On May 9, the US markets saw a notable reversal of early losses. Initially, the market dipped to levels last seen before the US jobs data release last Friday. However, by the end of the day, the market had climbed by 0.25%. This shift was primarily driven by a significant rise in initial jobless claims, which hit their highest level since August 2023. This data exerted downward pressure on Treasury yields and the US dollar.

Looking forward, all eyes are on the upcoming US Consumer Price Index (CPI) and retail sales reports, which are scheduled for release on May 15. These reports are anticipated to provide further insights into the state of the economy and influence market movements.

The dollar index fell by 0.25%. Sterling, which initially dropped to an 11-day low of 1.2446 post-Bank of England (BoE) meeting, managed to recover. This initial decline was due to an increase in votes for a rate cut from one to two members of the BoE, with Governor Andrew Bailey suggesting that the BoE might need to ease monetary policy more than expected, potentially starting at the next Monetary Policy Committee (MPC) announcement on June 20.

Despite this dovish outlook, sterling rebounded as the market priced in less than a 50% probability of a June rate cut, with slightly more than two rate reductions expected by the end of the year. The rebound was largely catalyzed by the unexpectedly large rise in US jobless claims, coupled with last week’s modest 0.2% rise in average hourly earnings and a three-year low in job openings.

Markets are currently grappling with mixed signals from recent economic data. Last week’s Institute for Supply Management (ISM) indexes indicated recessionary conditions, despite sharp rises in their prices paid indexes. This has led to a complex economic landscape that investors are trying to navigate.

On Thursday, Treasury yields fell by roughly 3 basis points across 2- to 10-year tenors, as investors awaited next week’s critical CPI and retail sales reports. The cooling US economic data has reduced concerns over aggressive Federal Reserve tightening, fostering a greater risk-on sentiment. This shift has benefited risk-sensitive currencies like the pound and the Australian dollar, the latter of which rose by 0.5%.
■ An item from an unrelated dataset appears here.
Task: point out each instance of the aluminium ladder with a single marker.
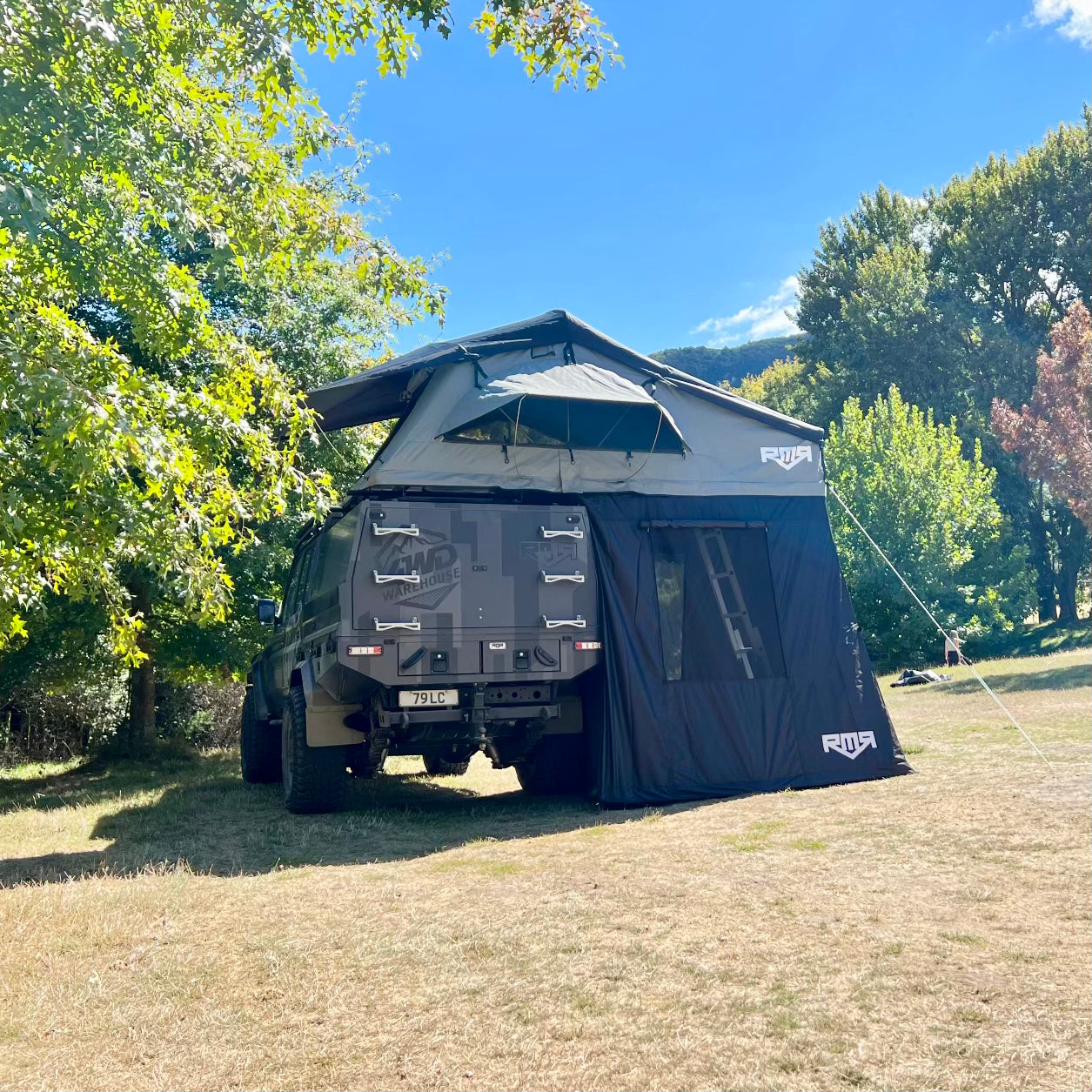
(745, 637)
The euro edged higher, supported by a bullish key day reversal and a bullish engulfing candlestick pattern in EUR/USD, which favored the euro despite the slightly dovish BoE event. Meanwhile, the yen’s rapid recovery from last week’s collapse stalled on Thursday after nearly retracing half of its losses. The jobless claims report pulled the yen back to near flat.

Treasury yields and Federal Reserve expectations continue to be the primary drivers of USD/JPY movements. Last week’s suspected yen buying by Japan was used as a discount opportunity for carry traders and Japanese importers. Although Japan’s Ministry of Finance has reiterated its readiness to intervene to prevent excessive yen depreciation, such intervention seems more likely near last week’s high of 160.245, close to the 1990’s peak of 160.35.

As the markets continue to react to these developments, the upcoming economic reports will be crucial in shaping the direction of both the US economy and global financial markets.